There are many approaches to deal with the empirical nature of the prior. For example, a kernel density estimate can be employed to smooth the empirical prior \(\priorEmp\), yielding a continuous prior approximation. Alternatively, importance sampling techniques work directly with \(\{x_j\}_{j=1}^{J}\), re-weighting the particles to achieve a sample-based approximation of the posterior \(\post\). However, both of these methods are known to degenerate as the parameter dimension \(\dimPar\) increases.

This post focuses on methods that produce approximate samples from \(\post\) by applying a map \(\map: \R^\dimPar \to \R^\dimPar\) to each prior sample; that is, \[ x_j^\star \Def \map(x_j), \qquad j = 1, 2, \dots, J. \] The function \(\map\) is sometimes called a transport map, and may be deterministic or stochastic. In particular, we focus on linear transport maps, yielding a family of algorithms known as linear ensemble transforms. Ensemble Kalman transforms construct linear transport maps \(\map\) that depend on the empirical distribution \(\priorEmp\) only through its first two moments, the sample mean and covariance: \[ \begin{align} m &\Def \frac{1}{J} \sum_{j=1}^{J} x_j \\ C &\Def \frac{1}{J-1} \sum_{j=1}^{J} (x_j - m)(x_j - m)^\top. \end{align} \tag{2}\]

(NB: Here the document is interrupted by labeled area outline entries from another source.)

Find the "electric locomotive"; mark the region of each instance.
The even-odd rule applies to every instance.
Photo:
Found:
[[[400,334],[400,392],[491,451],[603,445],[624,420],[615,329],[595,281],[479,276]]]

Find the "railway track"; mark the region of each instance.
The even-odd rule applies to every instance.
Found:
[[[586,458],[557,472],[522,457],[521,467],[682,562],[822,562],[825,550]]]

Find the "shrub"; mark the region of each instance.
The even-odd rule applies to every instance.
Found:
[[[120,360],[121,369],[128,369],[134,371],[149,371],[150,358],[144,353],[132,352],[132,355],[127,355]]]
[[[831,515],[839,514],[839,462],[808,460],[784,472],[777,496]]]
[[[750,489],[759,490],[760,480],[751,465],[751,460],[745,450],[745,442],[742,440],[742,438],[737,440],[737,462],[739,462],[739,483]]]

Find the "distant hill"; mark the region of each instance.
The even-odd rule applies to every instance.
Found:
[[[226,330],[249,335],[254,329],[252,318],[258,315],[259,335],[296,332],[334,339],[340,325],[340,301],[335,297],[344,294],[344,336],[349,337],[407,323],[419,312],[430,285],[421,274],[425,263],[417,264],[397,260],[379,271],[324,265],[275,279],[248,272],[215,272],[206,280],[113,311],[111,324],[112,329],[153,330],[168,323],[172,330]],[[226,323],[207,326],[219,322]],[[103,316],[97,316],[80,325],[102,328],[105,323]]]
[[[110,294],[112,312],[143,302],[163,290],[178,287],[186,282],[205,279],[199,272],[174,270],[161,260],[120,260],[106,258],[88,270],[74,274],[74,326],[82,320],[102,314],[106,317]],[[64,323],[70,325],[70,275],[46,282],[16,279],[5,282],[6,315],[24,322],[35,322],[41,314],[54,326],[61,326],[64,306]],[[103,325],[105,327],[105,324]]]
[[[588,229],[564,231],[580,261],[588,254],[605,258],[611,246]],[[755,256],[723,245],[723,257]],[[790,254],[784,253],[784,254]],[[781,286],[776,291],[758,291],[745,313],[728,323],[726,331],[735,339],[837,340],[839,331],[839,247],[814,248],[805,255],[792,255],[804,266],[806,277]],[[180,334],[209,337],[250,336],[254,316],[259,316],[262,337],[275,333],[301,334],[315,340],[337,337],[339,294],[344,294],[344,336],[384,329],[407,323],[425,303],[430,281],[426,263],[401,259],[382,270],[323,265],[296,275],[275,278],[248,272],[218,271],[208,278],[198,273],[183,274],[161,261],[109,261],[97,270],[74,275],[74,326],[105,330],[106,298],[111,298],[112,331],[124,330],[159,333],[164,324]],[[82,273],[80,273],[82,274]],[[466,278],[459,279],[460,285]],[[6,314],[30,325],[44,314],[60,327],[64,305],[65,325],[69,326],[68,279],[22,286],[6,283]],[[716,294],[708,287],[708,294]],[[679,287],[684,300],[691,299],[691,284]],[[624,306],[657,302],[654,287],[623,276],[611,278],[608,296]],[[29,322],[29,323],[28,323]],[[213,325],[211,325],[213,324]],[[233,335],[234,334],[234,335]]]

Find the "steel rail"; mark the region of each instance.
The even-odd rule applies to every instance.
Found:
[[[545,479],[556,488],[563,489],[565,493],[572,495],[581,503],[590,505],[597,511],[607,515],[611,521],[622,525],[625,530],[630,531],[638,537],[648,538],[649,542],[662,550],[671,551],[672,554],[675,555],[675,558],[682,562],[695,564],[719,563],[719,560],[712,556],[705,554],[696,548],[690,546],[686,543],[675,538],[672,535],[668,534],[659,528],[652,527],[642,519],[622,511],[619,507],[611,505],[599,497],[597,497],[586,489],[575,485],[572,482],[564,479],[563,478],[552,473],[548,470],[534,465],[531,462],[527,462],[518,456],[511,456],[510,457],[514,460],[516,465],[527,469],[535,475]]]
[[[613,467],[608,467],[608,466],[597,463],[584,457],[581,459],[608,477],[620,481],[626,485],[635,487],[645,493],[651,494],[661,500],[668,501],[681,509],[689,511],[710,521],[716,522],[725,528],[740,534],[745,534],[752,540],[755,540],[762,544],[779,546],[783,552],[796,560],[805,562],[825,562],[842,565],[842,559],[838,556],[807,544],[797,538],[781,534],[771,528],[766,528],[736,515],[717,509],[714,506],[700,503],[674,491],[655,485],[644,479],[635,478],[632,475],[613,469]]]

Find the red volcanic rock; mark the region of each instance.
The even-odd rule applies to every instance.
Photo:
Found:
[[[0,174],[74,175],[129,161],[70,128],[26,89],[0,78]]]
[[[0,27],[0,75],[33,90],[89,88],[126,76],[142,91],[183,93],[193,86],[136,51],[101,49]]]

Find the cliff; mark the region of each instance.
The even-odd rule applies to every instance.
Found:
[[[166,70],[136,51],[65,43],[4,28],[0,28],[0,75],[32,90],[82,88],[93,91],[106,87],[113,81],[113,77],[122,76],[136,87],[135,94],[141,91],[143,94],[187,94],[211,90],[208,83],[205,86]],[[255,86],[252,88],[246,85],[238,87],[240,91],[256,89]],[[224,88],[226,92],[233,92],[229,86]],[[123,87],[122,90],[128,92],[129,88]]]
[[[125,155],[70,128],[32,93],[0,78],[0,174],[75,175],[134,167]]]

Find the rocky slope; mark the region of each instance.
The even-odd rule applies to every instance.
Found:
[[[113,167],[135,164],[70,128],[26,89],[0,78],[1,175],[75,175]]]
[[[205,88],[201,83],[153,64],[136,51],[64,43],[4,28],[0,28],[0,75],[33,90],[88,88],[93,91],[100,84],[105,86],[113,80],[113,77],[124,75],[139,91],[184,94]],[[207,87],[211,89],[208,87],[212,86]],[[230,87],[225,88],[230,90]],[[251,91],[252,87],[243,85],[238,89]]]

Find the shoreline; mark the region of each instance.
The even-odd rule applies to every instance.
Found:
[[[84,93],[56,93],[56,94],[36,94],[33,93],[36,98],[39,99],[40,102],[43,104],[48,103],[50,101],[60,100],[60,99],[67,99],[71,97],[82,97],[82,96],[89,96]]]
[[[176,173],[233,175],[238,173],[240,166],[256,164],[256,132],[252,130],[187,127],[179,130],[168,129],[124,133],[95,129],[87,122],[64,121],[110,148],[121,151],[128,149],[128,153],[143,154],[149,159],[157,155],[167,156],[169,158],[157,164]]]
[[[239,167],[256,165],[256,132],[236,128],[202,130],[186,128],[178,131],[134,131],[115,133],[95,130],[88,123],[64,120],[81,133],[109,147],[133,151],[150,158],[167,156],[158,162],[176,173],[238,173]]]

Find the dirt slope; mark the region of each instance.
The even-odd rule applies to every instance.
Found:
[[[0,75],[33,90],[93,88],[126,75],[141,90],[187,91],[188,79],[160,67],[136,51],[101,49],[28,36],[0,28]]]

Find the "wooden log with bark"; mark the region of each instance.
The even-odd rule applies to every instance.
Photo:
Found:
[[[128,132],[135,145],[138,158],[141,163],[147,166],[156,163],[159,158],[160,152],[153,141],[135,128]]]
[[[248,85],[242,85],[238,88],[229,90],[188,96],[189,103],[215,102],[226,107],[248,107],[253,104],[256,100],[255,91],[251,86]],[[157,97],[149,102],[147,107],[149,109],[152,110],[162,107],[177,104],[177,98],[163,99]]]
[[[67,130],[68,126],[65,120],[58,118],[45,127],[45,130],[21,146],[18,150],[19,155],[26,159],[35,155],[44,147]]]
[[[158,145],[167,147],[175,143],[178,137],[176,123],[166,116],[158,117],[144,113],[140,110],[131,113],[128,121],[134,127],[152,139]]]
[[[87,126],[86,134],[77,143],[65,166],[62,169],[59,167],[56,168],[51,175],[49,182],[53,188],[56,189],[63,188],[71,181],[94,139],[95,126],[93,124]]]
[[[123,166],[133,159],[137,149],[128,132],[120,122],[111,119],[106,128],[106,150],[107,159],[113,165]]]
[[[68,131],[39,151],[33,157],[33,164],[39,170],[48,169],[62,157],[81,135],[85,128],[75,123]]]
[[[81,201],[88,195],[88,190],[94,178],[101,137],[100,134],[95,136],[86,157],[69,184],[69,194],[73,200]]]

3 Gaussian Prior Approximation

We first explore a perspective on the EnKF rooted in the idea of estimating a parametric prior approximation using \(\{x_j\}_{j=1}^{J}\). While different distributional families can be used, Ensemble Kalman methods employ a Gaussian approximation. Given a square-integrable distribution \(\nu\), let \(\proj \nu\) denote the Gaussian “projection” of \(\nu\); that is, the Gaussian distribution that matches the mean and covariance of \(\nu\). Given this definition, the Gaussian prior approximation employed by the EnKF can be phrased as follows.

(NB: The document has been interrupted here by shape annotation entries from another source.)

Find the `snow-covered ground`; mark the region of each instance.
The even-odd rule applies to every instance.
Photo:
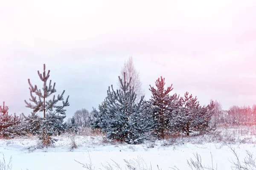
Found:
[[[218,170],[227,170],[231,169],[232,160],[236,160],[230,147],[236,148],[241,161],[246,156],[246,150],[256,153],[254,134],[242,136],[240,132],[234,132],[239,130],[234,128],[227,130],[221,129],[222,138],[215,134],[147,141],[136,145],[112,142],[102,136],[64,134],[56,137],[58,141],[54,147],[44,149],[37,148],[38,141],[35,136],[0,139],[0,152],[4,155],[6,163],[12,156],[13,170],[86,170],[75,160],[90,164],[90,158],[95,170],[105,170],[102,166],[108,163],[113,165],[113,161],[125,170],[124,159],[132,164],[133,160],[134,166],[140,164],[138,170],[149,170],[151,164],[152,170],[157,170],[157,165],[163,170],[171,170],[175,166],[180,170],[189,170],[187,159],[195,159],[193,154],[197,153],[206,166],[212,166],[211,153],[214,168],[217,164]],[[225,138],[231,139],[229,141]],[[74,143],[77,148],[72,149]],[[0,160],[3,161],[2,156]]]

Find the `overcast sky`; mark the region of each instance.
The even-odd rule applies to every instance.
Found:
[[[256,103],[256,1],[124,1],[0,2],[0,101],[9,112],[30,113],[27,79],[41,87],[44,63],[70,96],[67,117],[97,108],[131,56],[146,99],[162,76],[202,105]]]

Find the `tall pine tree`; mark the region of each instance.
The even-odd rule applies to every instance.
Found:
[[[191,133],[202,134],[214,129],[215,125],[211,126],[209,123],[214,113],[212,102],[209,105],[202,106],[196,96],[193,97],[187,92],[181,101],[182,107],[174,119],[177,130],[184,132],[189,136]]]
[[[173,89],[172,84],[165,89],[165,78],[162,76],[155,82],[156,88],[150,85],[149,90],[152,93],[149,100],[151,113],[154,121],[154,130],[158,138],[164,139],[165,131],[172,126],[171,120],[173,119],[174,111],[180,105],[179,96],[177,94],[170,96],[169,94]]]
[[[111,90],[108,88],[106,108],[102,108],[102,111],[105,112],[102,113],[102,116],[106,125],[101,128],[110,139],[137,144],[146,137],[145,133],[152,129],[153,122],[145,106],[144,96],[139,102],[136,102],[136,94],[130,86],[131,79],[127,82],[125,73],[124,75],[123,80],[119,77],[120,89],[116,91],[113,85]]]
[[[66,117],[66,110],[64,108],[70,105],[68,102],[69,96],[64,101],[63,95],[65,91],[63,91],[61,95],[59,94],[57,96],[54,94],[56,92],[55,83],[54,83],[52,85],[51,80],[48,81],[50,76],[50,71],[49,70],[47,73],[45,64],[44,64],[43,73],[40,73],[38,71],[38,74],[42,82],[42,90],[38,89],[36,85],[33,86],[29,79],[31,98],[29,99],[30,102],[25,100],[25,102],[27,108],[32,109],[33,115],[30,117],[30,119],[36,117],[38,119],[38,117],[35,116],[36,114],[38,112],[43,112],[43,118],[38,120],[40,122],[39,129],[43,144],[45,146],[48,146],[53,141],[51,140],[50,136],[55,133],[56,125],[59,124],[60,122],[62,122]],[[47,84],[48,82],[49,84]],[[47,100],[52,95],[52,99]],[[58,103],[61,101],[62,102],[62,104],[57,105]]]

Gaussian Prior Approximation

Given the setup in Equation 1, the EnKF uses the samples \(\{x_j\}_{j=1}^{J}\) to fit a Gaussian prior approximation \[ \hat{\prior} \Def \proj \priorEmp = \Gaussian(m, C), \tag{3}\] where \(m,C\) are the empirical mean and covariance, as defined in Equation 2.

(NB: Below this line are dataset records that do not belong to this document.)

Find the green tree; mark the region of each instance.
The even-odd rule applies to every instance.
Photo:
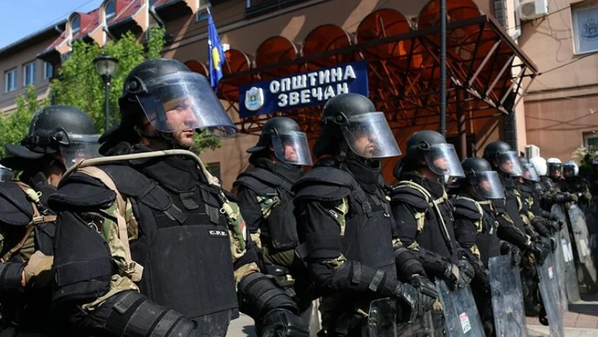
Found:
[[[17,97],[17,108],[8,115],[2,113],[0,118],[0,143],[19,144],[29,131],[29,123],[36,111],[47,106],[48,99],[37,100],[37,93],[33,85],[27,87],[24,95]],[[0,144],[0,157],[7,155]]]

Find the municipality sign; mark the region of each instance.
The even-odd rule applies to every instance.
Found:
[[[342,93],[368,96],[368,63],[358,61],[251,83],[239,88],[239,93],[242,118],[323,104]]]

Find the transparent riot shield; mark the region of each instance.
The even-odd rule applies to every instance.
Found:
[[[544,264],[536,265],[540,278],[540,294],[546,310],[552,337],[565,337],[563,325],[563,307],[559,298],[559,284],[556,278],[554,255],[549,254]]]
[[[410,322],[399,322],[400,309],[395,300],[372,301],[368,320],[368,337],[442,337],[442,320],[434,320],[432,311]]]
[[[484,336],[471,289],[467,286],[453,291],[444,280],[438,279],[436,287],[444,311],[446,335],[448,337]]]
[[[569,208],[569,220],[571,222],[571,229],[573,238],[575,240],[575,249],[579,256],[579,267],[582,276],[583,283],[588,287],[590,292],[597,290],[597,273],[594,264],[594,258],[590,248],[589,233],[586,223],[586,215],[581,209],[576,204],[572,204]]]
[[[369,337],[397,337],[397,302],[381,298],[370,303],[368,317]]]
[[[488,264],[497,336],[527,337],[525,309],[519,268],[511,256],[491,258]]]
[[[565,215],[565,208],[561,204],[554,204],[550,211],[559,217],[565,224],[567,216]],[[563,252],[563,260],[565,261],[564,277],[565,289],[567,291],[567,298],[570,303],[577,302],[581,299],[579,295],[579,283],[577,282],[577,270],[575,268],[575,260],[573,258],[573,247],[571,244],[571,238],[569,235],[569,227],[566,224],[559,233],[560,246]]]
[[[569,301],[567,300],[567,289],[565,287],[565,258],[561,247],[561,233],[555,233],[553,238],[559,243],[556,250],[554,251],[554,260],[556,262],[556,280],[559,282],[561,305],[567,311],[569,310]]]

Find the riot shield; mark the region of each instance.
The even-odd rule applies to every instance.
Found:
[[[561,204],[554,204],[550,211],[559,217],[565,224],[567,216],[565,215],[565,208]],[[581,299],[579,295],[579,284],[577,282],[577,271],[575,268],[575,260],[573,258],[573,247],[571,245],[571,238],[569,235],[569,227],[563,226],[559,233],[561,248],[562,249],[563,260],[565,261],[564,277],[565,289],[567,291],[567,298],[569,302],[575,302]]]
[[[559,242],[556,250],[554,251],[554,260],[556,262],[555,267],[556,268],[556,280],[559,282],[559,293],[561,297],[561,305],[563,306],[565,311],[569,310],[569,301],[567,300],[567,289],[565,287],[565,258],[563,257],[563,249],[560,244],[561,233],[555,233],[553,238]]]
[[[485,336],[482,320],[469,286],[453,291],[448,289],[444,280],[437,279],[436,287],[442,302],[446,335],[448,337]]]
[[[590,292],[597,290],[597,275],[596,267],[594,264],[594,258],[590,249],[589,233],[588,226],[586,224],[586,215],[583,212],[576,204],[572,204],[569,208],[569,220],[571,222],[571,229],[573,231],[573,238],[575,239],[575,249],[579,257],[579,267],[581,269],[581,275],[583,283],[588,287]]]
[[[442,337],[442,320],[435,320],[432,311],[413,322],[399,322],[397,302],[390,298],[372,301],[368,318],[368,337]]]
[[[490,258],[488,271],[496,336],[527,337],[519,268],[504,255]]]
[[[554,256],[549,254],[544,264],[536,265],[540,278],[540,294],[546,310],[552,337],[565,337],[563,325],[563,307],[559,298],[559,284],[556,278]]]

The parametric approximation has a regularizing effect in high-dimensions, and the choice of a Gaussian allows for convenient analytical expressions. This is particularly true when the observation operator \(\h\) is linear, in which case the linear Gaussian assumptions combine to produce a closed-form conditional distribution.

Linear Gaussian Conditional

The linear Gaussian model \[ \begin{align} &\y = \H\x + \noise, &&\noise \sim \Gaussian(0, \covNoise) \\ &\x \sim \Gaussian(m,C), \end{align} \tag{4}\]

admits the conditional distribution \(\x \given [\y = \yobs] \sim \Gaussian(m^\star, C^\star)\). The moments are given by \[ \begin{align} m^\star &= m + K(\y - \yobs) \\ C^\star &= C - K \Cyx, \end{align} \tag{5}\] where \[ K = \Cxy \Cy^{-1} = C \H^\top (\H C \H^\top + \covNoise)^{-1}. \tag{6}\]

The matrix \(K \in \R^{\dimPar \times \dimObs}\) is known as the Kalman gain.